Wednesday, August 23, 2006

Evidence of the Iraq-al-Qaeda Connection…or Not?

Book Review: Bin Laden – The Man Who Declared War on America by Yossef Bodansky

This book is the second Bodansky book graded by this blog, but the first to raise serious credibility issues about the author. Written in 1999, the book traces the life of bin Laden in the context of growing Islamic militancy. In particular, it highlights bin Laden’s upward movement within the ranks of these groups, from his initial involvement during the Soviet invasion of Afghanistan to later operations requiring bin Laden’s special knowledge of engineering and international finance.

Bodansky makes three assertions that I find questionable. First, he mentions that bin Laden spent part of his youth in Beirut, which at that time was the Paris of the Middle East, and frequently partook in that city’s extravagant nightlife (e.g. boozing, womanizing and fighting). However, such claims were questioned by Peter Bergen in Holy War, Inc., in which he recalls that bin Laden was known by his friends as deeply religious even at the age of seventeen.

Second, Bodansky cites the Flight 800 crash off Long Island as being a joint attack by Iran and bin Laden. Bergen also points to the fallacy of this claim and this reviewer’s recollection of the subsequent media and government press releases supports Bergen’s story. Flight 800 was the 1996 TWA Boeing 747 that exploded during a trip from New York to Paris. All aboard were killed, including a high school French club from Pennsylvania. The NTSB report on the matter concluded that the explosion was the result of an electrical short in the fuel tank. However, numerous conspiracy theories remain and Bodansky’s failure to cite sources makes it difficult to distinguish his work from those found on an inordinate number of websites (see here).

Third, Bodansky makes the assertion that Saddam Hussein was active in terrorism during the late 1990s, even to the extent of sending one of his sons and other confidants to meet with bin Laden’s people in Kandahar. Again, he cites few sources, although a few excerpts could be verified by reviewing Hussein’s public rhetoric during the period (e.g. did his rhetoric change in favor of more Islamist tone?). Bodansky mentions this as an indicator that Hussein had agreed to support the Islamist jihad against the United States (including WMD) in exchange for reduced pressure from the Islamists. Based on the present religious and ethnic strife in Iraq, it is difficult for me to imagine any deal being struck between Sudan, Syria, Iraq, Iran and the Islamists in some entente seeking to expel the United States from the hub of Islam. This is especially the case when the author fails to cite sources. The question is whether this is the source for the Bush Administration’s early claims that Iraq was involved in terrorism (above and beyond Hussein’s financial support of certain Palestinian groups). Being that the book was written in 1999, while he was director of the Congressional Task Force on Terrorism and Unconventional Warfare, one would think that he would have played a greater role in making the Administration’s case. Apart from the occasional appearance on the John Batchelor Show, I have not heard much from Mr. Bodansky and the issue has all but disappeared from public discourse.

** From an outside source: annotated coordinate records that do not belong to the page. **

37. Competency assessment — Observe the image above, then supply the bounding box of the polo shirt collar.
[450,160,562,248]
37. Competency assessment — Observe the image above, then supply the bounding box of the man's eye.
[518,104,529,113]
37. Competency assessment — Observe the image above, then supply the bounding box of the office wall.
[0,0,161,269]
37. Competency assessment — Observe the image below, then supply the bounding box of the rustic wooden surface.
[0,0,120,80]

Overall, I would gladly retract any negative statements about Mr. Bodansky’s book, and give it a better review, if I were confident about his sources. He addresses some concerns in an opening chapter on sources, but I still feel this is insufficient. Granted, I don’t expect him to name certain individuals who speak with him on the condition of unanimity or for him to disseminate classified materials, but with the advent of the Internet, there appears to be an abundance of open source information that could possibly suffice. I don’t expect much. On the other hand, I believe his title at the time amounts to something and that he may actually know what he is talking about.


Temporary’s Grade: C+.

2 comments:

Kim said...

I wonder why Bodansky doesn't cite his sources...and why a publisher would publish his work without them in this day and age of credibility and fact-checking.

Kim said...

I wonder why Bodansky doesn't cite his sources...and why a publisher would publish his work without them in this day and age of credibility and fact-checking.